Speech Corpora Divergence Based Unsupervised Data Selection for ASR
This addresses data selection for ASR training, offering an unsupervised approach that is incremental over prior methods.
The paper tackles the problem of selecting training data for automatic speech recognition by proposing an unsupervised method based on speech corpora divergence, which measures similarity between corpora using self-supervised models and N-gram distributions. Experiments on Common Voice accents show it achieves a 14.8% relative improvement over random selection and performs comparably to supervised methods.

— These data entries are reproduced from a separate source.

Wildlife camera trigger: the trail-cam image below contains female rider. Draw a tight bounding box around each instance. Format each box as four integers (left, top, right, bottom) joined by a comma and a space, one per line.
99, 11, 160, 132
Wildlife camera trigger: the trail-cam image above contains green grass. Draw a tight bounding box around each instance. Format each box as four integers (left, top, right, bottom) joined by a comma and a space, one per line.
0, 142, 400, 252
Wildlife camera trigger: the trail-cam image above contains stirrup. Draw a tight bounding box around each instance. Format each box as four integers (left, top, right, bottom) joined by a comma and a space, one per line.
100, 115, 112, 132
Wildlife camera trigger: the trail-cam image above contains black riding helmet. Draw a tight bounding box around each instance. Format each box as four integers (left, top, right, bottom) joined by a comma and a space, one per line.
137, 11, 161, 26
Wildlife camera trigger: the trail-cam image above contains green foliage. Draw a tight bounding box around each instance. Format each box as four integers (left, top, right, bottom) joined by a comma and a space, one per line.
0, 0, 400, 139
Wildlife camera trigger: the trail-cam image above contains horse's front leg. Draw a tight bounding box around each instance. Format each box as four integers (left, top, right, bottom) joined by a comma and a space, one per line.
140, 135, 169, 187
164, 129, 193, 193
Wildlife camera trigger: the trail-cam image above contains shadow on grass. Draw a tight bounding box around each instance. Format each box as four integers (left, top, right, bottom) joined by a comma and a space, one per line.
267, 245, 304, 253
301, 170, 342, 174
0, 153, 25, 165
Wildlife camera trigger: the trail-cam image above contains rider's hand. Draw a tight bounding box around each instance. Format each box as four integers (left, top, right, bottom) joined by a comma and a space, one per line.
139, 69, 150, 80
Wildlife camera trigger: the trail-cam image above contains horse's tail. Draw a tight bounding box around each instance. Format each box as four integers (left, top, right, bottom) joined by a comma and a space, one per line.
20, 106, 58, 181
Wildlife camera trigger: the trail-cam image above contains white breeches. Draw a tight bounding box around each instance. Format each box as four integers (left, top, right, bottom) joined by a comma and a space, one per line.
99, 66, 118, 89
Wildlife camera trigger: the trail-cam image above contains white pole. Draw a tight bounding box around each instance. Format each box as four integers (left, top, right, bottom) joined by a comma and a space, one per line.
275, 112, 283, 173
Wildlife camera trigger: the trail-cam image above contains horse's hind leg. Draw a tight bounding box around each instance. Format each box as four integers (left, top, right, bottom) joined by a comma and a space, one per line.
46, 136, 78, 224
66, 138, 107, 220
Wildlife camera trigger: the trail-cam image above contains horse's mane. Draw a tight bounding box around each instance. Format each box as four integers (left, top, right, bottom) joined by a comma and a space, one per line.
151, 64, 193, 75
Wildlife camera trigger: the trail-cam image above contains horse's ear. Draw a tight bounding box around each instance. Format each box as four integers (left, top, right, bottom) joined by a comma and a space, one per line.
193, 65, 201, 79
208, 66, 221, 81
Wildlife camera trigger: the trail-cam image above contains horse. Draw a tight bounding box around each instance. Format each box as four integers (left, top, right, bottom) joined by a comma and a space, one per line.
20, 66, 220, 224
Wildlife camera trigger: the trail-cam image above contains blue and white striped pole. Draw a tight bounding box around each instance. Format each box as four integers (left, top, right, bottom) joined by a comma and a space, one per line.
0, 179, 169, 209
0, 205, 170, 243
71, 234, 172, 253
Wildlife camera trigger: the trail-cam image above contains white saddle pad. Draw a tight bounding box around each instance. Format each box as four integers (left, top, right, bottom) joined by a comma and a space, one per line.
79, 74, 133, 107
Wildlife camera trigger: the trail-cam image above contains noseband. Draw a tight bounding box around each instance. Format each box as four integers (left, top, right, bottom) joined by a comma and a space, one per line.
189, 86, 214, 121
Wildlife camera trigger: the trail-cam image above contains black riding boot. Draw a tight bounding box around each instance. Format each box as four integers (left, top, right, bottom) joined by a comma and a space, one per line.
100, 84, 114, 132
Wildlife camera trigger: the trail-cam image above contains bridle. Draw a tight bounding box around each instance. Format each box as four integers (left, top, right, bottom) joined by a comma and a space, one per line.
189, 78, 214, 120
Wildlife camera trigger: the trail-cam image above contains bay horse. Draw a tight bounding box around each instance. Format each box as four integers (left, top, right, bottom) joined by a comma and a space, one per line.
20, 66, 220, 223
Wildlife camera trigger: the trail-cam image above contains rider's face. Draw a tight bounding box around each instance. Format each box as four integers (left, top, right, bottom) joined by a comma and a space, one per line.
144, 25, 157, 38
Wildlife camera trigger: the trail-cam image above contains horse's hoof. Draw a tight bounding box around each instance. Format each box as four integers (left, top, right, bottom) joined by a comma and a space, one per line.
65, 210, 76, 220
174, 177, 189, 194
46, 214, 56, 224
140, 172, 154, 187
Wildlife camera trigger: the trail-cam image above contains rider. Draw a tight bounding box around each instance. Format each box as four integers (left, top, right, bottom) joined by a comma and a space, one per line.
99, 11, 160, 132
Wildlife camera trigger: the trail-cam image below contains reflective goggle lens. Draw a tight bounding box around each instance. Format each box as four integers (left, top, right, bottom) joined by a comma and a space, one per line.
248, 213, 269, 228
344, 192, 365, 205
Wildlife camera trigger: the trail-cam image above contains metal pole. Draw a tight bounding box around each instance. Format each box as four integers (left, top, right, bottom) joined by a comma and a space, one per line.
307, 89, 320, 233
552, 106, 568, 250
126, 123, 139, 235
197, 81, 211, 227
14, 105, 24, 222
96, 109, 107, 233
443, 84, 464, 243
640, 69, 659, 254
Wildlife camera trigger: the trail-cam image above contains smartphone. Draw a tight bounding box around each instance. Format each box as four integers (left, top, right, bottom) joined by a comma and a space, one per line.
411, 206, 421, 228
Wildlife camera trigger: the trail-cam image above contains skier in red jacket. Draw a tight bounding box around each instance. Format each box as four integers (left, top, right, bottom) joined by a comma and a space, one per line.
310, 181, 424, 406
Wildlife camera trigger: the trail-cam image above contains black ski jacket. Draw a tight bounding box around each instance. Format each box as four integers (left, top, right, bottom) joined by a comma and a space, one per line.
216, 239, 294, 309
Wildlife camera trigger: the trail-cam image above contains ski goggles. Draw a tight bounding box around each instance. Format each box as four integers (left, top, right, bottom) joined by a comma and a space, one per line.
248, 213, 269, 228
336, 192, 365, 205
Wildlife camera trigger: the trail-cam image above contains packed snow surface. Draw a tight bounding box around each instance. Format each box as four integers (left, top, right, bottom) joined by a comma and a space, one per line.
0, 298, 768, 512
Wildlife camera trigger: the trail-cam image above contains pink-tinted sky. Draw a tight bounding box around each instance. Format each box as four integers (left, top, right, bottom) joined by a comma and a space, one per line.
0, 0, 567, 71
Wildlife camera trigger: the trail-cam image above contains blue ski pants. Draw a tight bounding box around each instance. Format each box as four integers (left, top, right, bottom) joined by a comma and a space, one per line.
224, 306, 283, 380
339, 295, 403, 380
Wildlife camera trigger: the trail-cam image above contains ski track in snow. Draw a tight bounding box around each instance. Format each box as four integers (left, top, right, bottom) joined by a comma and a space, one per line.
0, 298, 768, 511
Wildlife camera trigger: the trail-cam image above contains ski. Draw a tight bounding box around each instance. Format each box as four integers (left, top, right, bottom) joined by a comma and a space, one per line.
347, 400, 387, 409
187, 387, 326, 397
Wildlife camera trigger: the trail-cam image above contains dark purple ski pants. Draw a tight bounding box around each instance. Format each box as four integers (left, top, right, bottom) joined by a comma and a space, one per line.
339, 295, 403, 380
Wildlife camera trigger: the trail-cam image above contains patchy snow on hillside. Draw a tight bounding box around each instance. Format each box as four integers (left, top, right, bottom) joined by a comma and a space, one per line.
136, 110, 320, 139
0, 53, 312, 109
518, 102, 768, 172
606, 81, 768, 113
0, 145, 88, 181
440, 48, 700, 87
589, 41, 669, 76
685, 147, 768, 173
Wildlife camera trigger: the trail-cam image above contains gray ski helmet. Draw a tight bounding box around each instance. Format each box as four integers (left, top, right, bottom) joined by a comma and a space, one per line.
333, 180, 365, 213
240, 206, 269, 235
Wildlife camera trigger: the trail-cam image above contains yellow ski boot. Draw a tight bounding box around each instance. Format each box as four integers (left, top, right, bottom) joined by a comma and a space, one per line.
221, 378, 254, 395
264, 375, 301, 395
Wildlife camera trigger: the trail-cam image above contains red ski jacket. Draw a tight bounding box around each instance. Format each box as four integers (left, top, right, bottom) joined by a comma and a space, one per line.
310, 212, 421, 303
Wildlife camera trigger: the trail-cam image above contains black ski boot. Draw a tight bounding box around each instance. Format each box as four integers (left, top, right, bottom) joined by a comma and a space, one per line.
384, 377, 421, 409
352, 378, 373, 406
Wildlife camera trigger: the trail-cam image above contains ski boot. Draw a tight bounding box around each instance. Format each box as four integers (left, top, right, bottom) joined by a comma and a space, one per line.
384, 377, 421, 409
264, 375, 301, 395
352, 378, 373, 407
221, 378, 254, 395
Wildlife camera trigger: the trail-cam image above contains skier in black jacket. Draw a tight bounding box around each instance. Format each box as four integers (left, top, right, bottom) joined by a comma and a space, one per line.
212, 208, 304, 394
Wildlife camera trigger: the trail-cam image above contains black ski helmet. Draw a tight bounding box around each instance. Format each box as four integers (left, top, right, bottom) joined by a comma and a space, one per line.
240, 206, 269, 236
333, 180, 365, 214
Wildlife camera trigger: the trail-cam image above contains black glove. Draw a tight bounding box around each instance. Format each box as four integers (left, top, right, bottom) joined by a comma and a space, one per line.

Selecting application scenarios matching data is important for the automatic speech recognition (ASR) training, but it is difficult to measure the matching degree of the training corpus. This study proposes a unsupervised target-aware data selection method based on speech corpora divergence (SCD), which can measure the similarity between two speech corpora. We first use the self-supervised Hubert model to discretize the speech corpora into label sequence and calculate the N-gram probability distribution. Then we calculate the Kullback-Leibler divergence between the N-grams as the SCD. Finally, we can choose the subset which has minimum SCD to the target corpus for annotation and training. Compared to previous data selection method, the SCD data selection method can focus on more acoustic details and guarantee the diversity of the selected set. We evaluate our method on different accents from Common Voice. Experiments show that the proposed SCD data selection can realize 14.8% relative improvements to the random selection, comparable or even superior to the result of supervised selection.